We’re encouraged these days to view everything as a journey, including marriage, and theirs has been a marriage of many journeys, emotional and geographical: literary festivals, seminars, conferences, interspersed with private time  dinners in...

This is a deceptively slim novel. Its ninety-six pages contain multitudes: two lives, past and present, seamlessly interwoven. The narrator, a Norwegian novelist, and her Italian husband live in Milan. “Ti amo,” they frequently tell each other. Easier to say “I love you,” than for him to say he’s dying, and her to say she doesn’t know what she’ll do without him.

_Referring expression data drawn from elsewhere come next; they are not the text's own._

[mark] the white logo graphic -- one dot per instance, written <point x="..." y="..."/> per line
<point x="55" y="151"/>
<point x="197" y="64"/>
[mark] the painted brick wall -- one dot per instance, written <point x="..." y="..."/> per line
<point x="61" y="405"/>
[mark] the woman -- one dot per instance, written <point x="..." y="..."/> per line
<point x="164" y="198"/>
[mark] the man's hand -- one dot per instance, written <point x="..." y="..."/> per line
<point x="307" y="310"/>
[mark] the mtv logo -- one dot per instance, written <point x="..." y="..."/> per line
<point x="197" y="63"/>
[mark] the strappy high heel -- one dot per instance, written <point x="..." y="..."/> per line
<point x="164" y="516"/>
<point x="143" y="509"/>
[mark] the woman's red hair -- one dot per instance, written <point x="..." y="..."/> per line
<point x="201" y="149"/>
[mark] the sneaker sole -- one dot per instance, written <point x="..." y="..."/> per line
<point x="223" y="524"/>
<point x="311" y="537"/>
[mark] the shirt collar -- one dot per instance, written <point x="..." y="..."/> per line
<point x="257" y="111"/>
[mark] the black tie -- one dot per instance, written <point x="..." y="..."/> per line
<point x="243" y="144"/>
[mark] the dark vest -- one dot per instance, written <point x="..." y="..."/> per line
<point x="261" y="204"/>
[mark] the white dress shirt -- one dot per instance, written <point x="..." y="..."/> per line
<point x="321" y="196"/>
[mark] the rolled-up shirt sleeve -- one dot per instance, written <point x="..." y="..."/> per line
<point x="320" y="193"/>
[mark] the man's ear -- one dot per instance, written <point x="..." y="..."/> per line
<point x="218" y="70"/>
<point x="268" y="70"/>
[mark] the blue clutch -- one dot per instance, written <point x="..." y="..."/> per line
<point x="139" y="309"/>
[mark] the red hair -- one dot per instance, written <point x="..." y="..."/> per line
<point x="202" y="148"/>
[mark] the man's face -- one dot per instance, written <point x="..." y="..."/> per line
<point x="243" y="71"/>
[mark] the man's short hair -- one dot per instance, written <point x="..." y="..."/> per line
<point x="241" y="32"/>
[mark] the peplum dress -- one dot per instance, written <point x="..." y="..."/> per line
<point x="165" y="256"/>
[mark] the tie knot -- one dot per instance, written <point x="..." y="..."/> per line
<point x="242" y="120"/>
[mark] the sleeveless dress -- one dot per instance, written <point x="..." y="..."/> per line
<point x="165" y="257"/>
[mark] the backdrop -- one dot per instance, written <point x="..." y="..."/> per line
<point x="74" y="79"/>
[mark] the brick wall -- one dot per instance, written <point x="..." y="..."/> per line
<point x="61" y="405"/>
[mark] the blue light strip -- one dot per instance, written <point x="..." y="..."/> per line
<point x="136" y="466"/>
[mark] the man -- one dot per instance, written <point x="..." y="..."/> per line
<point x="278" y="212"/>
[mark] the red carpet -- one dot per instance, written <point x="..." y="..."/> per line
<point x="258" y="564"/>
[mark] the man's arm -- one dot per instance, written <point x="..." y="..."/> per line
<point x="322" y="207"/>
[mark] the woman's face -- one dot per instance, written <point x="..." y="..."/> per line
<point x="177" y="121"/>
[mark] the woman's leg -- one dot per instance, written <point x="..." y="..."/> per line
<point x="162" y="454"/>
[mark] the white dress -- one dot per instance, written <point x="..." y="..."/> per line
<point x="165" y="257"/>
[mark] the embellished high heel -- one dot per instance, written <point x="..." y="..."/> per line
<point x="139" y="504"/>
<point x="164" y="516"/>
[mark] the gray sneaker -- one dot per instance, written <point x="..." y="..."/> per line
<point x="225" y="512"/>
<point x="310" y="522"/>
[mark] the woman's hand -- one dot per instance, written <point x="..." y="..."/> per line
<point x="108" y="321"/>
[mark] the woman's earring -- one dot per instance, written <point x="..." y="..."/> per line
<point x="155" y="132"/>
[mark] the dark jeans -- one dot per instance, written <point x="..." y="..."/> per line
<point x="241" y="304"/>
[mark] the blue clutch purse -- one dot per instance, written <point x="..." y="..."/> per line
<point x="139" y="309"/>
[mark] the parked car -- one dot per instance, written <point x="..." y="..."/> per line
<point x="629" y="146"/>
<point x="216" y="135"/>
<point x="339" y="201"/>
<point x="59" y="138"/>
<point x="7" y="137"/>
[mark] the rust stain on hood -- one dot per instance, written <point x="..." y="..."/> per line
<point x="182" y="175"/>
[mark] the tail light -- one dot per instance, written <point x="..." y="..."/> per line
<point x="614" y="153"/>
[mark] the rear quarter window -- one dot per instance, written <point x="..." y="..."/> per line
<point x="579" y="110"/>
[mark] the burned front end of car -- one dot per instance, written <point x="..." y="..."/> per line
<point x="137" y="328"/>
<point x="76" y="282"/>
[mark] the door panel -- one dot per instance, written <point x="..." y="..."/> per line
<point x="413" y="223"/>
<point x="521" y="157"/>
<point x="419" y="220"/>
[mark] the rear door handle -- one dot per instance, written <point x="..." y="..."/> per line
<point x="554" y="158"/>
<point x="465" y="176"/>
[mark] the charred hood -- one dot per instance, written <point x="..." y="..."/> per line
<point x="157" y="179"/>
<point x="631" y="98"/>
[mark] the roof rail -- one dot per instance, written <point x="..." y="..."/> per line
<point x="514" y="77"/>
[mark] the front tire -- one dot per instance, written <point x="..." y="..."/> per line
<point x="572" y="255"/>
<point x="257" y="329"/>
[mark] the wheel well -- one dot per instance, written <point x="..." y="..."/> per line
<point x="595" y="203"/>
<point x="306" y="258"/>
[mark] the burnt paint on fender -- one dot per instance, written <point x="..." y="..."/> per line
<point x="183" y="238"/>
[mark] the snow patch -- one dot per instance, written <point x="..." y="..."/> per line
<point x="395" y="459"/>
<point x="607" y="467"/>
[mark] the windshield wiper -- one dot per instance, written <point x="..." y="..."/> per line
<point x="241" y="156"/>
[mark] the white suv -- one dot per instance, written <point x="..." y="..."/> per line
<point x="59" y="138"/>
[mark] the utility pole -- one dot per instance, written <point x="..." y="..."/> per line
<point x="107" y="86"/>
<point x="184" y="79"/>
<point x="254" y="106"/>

We’re encouraged these days to view everything as a journey, including marriage, and theirs has been a marriage of many journeys, emotional and geographical: literary festivals, seminars, conferences, interspersed with private time  dinners in elegant restaurants, picnics in hotel rooms; laughter and sex. Four years of a shared life, in sickness and in health.

Graham Greene believed a writer has a splinter of ice in the heart. Tragedy or passion is genuinely felt, but notes are taken for future use. The narrator has recorded everything, and now she retraces the past — a book launch in Denmark, a wine-tasting in Bordeaux, a boat trip to Varanasi; and, crucially, their visit to Venice, when la Serenissima’s leisurely pleasures of art galleries and aperitifs by the Rialto were swept aside by hospital procedure, when A&E doctors did urgent tests to find the cause of her husband’s sudden pain. And missed the cancer.

Scattered like seeds through the narrative are hints of his life — early musical ability and artistic talent, crushed by parental pressure. A man with many possible futures, all now denied him. For the narrator, a key moment was their trip to Saigon, where her idol Marguerite Duras was born; the shock of discovering what Saigon — now Ho Chi Minh City — had become: all hi-tech, dotcom bustle, so unlike the gauzy, dreamlike setting she had built up from the Duras novels that led her there. Later they bought a little pink table from Ikea to match the one from Vietnam and remind them of la vie en rose.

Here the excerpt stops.